Chambers returned to his farm, and wrote his best-selling memoir Witness there. When William F. Buckley Jr. founded the conservative magazine National Review in 1955, among the first people he hired to write for it was Chambers.
Chambers died of long-term heart trouble at his farm, on July 9, 1961, at age 60. He was survived by his wife, artist Esther Shemitz, and their 2 children, daughter Ellen and son John. Esther lived until 1986, Ellen until 2017. As of December 2, 2022, John is still alive, and has a son, David, a college professor who is now the family's main spokesman. The Chambers farm has been designated a National Historical Landmark, although it remains in the family's ownership, and is not open to the public.
Hiss was disbarred upon his conviction. After being released in 1954, he worked as a stationery salesman, and published his own account in 1957, In the Court of Public Opinion. In 1959, he separated from his 1st wife, the former Priscilla Fansler, mother of his son Tony Hiss and a son from a previous marriage, Timothy Hobson. They never divorced, but in 1960, Hiss met a woman named Isabel Johnson, and they began living together. Priscilla died in 1984, and Hiss and Johnson subsequently married.
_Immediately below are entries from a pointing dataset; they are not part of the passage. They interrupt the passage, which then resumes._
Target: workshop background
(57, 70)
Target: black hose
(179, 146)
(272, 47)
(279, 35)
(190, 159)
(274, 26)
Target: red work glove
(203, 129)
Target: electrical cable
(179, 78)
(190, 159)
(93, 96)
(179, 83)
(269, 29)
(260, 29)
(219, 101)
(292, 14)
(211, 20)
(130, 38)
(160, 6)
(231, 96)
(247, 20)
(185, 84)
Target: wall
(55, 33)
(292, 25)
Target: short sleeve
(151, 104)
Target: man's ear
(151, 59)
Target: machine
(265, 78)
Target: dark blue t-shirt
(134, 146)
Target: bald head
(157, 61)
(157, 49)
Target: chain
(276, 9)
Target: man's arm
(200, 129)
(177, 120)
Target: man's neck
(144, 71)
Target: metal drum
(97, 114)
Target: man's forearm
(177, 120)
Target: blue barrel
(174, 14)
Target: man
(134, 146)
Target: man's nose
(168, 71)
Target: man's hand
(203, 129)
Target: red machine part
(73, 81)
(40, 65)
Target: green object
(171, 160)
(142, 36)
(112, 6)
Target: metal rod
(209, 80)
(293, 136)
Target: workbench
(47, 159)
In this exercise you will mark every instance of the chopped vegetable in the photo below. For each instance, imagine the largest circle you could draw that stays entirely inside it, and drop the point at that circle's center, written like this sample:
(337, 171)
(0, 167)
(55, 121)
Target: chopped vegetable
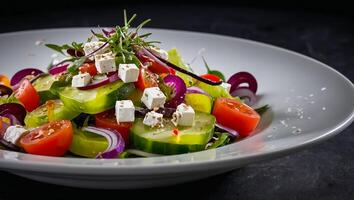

Unlike Chambers, both Hiss and Nixon, who rose to become the 37th President of the United States, and then a bigger criminal than Hiss was ever alleged to be, outlived most of their enemies. Nixon died in 1994, and Hiss outlived even him, as one of the last surviving figures of the early days of the Cold War, until November 15, 1996, age 92, maintaining his innocence to the end.
Hiss even lived long enough to see many Soviet Union documents declassified by its successor nation, the Russian Federation. Some of these documents "proved" that he was a Soviet agent, with the code name "ALES." Others suggested that it was incredibly unlikely that he was ALES. Former Soviet officials have come forward, saying that Hiss "never had any relationship with Soviet intelligence."
After losing the 1960 Presidential election, Nixon set about writing a book about his political experience thus far. He titled it Six Crises, and listed the Hiss case as one of them, along with what became known as the Checkers Speech, President Eisenhower's 1955 heart attack, his troubled 1958 tour of South America, his 1959 "Kitchen Debate" with Nikita Khrushchev, and his defeat to Kennedy.
*
December 2, 1948 was a Thursday. Author T. Coraghessan Boyle was born.
Baseball was out of season. Football was in midweek. And no games were scheduled in the NHL. There were 3 games played in the Basketball Association of America, the league that would become the NBA the next season:
* The Washington Capitols beat the Providence Steam Rollers, 66-61 at the Rhode Island Arena in Providence.
* The Boston Celtics beat the Philadelphia Warriors, 88-87 at the Philadelphia Arena.
* And the Baltimore Bullets beat the Indianapolis Jets, 90-78 at the Baltimore Coliseum.